New research shows having children increases the chances of a woman with type 2 diabetes, but breastfeeding can reduce the risk to the same level as women who never had children.
The study, published in the American Diabetes Association’s journal Diabetes Care, compared with women with similar weight and examined the effect on type 2 diabetes have had children and had breastfed. Data were drawn from Australia’s largest study of healthy aging – 45 years – and the study was co-written by Professor Emily Banks, the National Center for Epidemiology and Population Health at the National University of Australia.
Study author Dr. Bette Liu said, women who are not breastfed were 50% more likely to develop diabetes later in life compared with women who had no children.
“But women who had children, and within each child at least three months had no increased risk of developing diabetes,” says Dr. Liu.
Nerve growth factor (NGF) has improved the functioning of the heart muscle damaged by a new study in mice – a discovery that could provide a new treatment for humans, researchers report in the journal Circulation Research, a journal of the American Heart Association .

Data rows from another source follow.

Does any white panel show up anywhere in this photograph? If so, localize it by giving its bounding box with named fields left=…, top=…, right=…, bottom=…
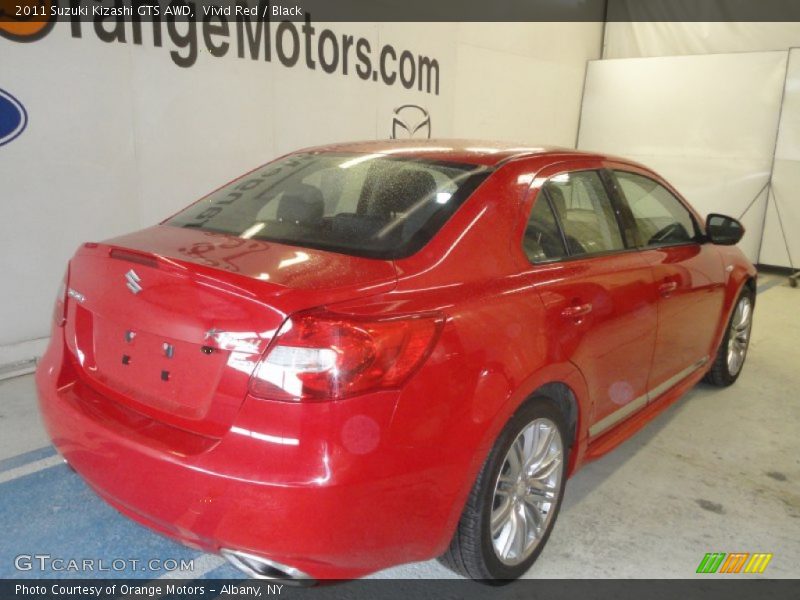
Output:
left=604, top=22, right=800, bottom=58
left=454, top=23, right=602, bottom=147
left=759, top=49, right=800, bottom=269
left=579, top=52, right=787, bottom=261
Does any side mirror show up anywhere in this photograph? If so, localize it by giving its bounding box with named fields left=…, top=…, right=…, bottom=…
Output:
left=706, top=213, right=744, bottom=246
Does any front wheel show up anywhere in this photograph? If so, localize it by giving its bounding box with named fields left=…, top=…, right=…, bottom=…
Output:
left=439, top=398, right=567, bottom=583
left=705, top=287, right=753, bottom=387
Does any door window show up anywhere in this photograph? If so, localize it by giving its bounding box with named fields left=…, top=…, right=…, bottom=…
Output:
left=543, top=171, right=625, bottom=255
left=615, top=171, right=697, bottom=246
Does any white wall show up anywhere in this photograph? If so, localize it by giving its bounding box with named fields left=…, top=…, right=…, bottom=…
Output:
left=578, top=52, right=787, bottom=262
left=0, top=23, right=602, bottom=361
left=758, top=49, right=800, bottom=269
left=604, top=22, right=800, bottom=58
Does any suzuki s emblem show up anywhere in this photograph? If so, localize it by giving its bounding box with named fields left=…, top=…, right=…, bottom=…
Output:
left=125, top=269, right=142, bottom=294
left=392, top=104, right=431, bottom=140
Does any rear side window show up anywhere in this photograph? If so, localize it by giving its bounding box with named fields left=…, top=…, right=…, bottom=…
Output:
left=543, top=171, right=625, bottom=255
left=166, top=153, right=490, bottom=259
left=614, top=171, right=697, bottom=246
left=522, top=193, right=567, bottom=263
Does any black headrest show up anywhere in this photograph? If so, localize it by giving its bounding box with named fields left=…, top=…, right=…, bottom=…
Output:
left=547, top=185, right=567, bottom=219
left=277, top=184, right=325, bottom=225
left=370, top=169, right=436, bottom=215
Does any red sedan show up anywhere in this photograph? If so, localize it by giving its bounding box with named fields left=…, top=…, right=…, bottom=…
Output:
left=37, top=140, right=756, bottom=582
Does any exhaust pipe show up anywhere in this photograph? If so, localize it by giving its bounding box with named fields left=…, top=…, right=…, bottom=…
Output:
left=220, top=548, right=317, bottom=587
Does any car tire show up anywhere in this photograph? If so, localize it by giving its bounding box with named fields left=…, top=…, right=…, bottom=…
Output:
left=704, top=286, right=755, bottom=387
left=439, top=398, right=569, bottom=585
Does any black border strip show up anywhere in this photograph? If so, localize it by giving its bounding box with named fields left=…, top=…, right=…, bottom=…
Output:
left=0, top=0, right=800, bottom=23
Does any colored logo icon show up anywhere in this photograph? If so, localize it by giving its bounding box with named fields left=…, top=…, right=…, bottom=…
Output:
left=0, top=89, right=28, bottom=146
left=697, top=552, right=772, bottom=574
left=0, top=0, right=56, bottom=42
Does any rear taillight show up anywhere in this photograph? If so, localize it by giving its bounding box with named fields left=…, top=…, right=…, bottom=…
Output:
left=53, top=267, right=69, bottom=327
left=250, top=313, right=443, bottom=400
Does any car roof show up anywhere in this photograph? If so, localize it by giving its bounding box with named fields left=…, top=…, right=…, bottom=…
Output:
left=296, top=139, right=630, bottom=166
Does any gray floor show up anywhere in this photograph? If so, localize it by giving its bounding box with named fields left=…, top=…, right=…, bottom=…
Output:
left=0, top=277, right=800, bottom=578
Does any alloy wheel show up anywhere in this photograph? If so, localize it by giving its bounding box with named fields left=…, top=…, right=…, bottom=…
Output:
left=490, top=418, right=564, bottom=566
left=728, top=296, right=753, bottom=375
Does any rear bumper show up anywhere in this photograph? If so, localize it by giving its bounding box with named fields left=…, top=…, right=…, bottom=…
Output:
left=36, top=329, right=463, bottom=579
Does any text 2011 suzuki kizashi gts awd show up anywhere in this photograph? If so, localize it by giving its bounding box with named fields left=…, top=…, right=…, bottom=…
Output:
left=37, top=140, right=756, bottom=582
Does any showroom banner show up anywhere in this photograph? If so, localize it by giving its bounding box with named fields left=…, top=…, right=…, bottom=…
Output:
left=578, top=52, right=787, bottom=262
left=758, top=48, right=800, bottom=269
left=0, top=17, right=602, bottom=362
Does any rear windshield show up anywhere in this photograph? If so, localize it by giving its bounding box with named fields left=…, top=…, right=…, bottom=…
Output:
left=166, top=153, right=489, bottom=259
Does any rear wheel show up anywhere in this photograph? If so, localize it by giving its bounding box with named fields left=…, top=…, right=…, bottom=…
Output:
left=705, top=288, right=753, bottom=387
left=439, top=399, right=567, bottom=583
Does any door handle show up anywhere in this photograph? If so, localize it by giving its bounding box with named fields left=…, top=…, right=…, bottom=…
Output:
left=658, top=281, right=678, bottom=298
left=561, top=302, right=592, bottom=319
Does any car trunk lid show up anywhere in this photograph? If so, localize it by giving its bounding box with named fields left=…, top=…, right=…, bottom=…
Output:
left=66, top=226, right=396, bottom=437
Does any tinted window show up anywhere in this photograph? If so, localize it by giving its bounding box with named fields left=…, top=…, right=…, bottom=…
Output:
left=616, top=171, right=697, bottom=246
left=544, top=171, right=625, bottom=255
left=167, top=153, right=489, bottom=259
left=522, top=194, right=567, bottom=262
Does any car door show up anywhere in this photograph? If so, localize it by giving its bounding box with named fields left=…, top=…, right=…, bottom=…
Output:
left=523, top=160, right=657, bottom=436
left=610, top=165, right=725, bottom=400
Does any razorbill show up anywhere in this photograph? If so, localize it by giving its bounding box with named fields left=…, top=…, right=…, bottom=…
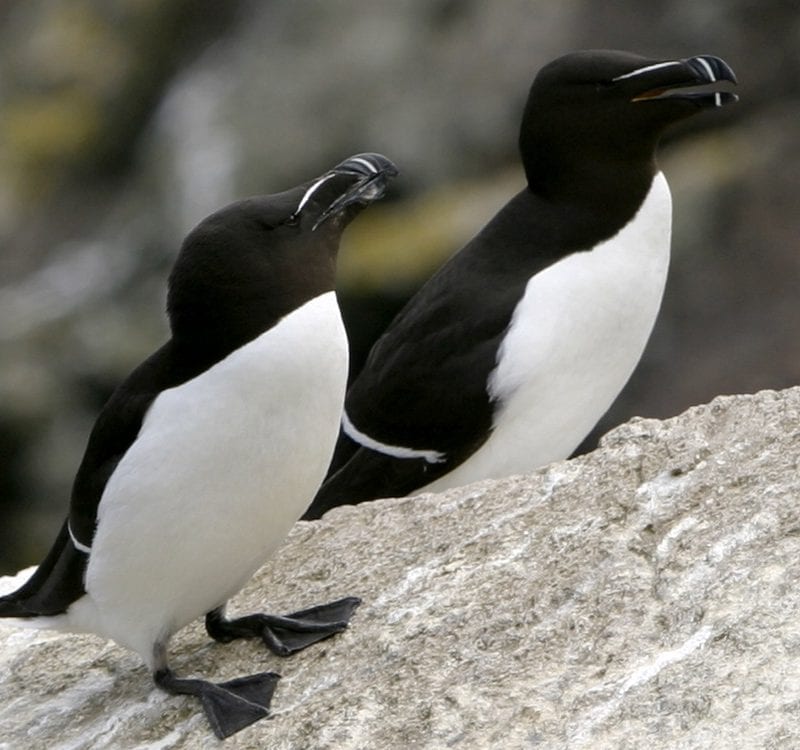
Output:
left=305, top=50, right=736, bottom=518
left=0, top=154, right=397, bottom=737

NGF is a small protein important for the survival of certain nerve cells. However, recent studies indicate that NGF is important for a variety of body processes nerves beyond help.
The study is the first to explore the role of NGF in the heart of the cell in health and healing rather than its influence on cardiac nerves.
“It’s the last survey indicated that factors affecting growth over the body part for which you are appointed,” said Costanza Emanueli, PhD, lead study author, a reader (associate professor) University of Bristol in England and a member British Heart Foundation Senior Research. “The most significant finding was that NGF gene therapy improved survival suffered a heart attack.”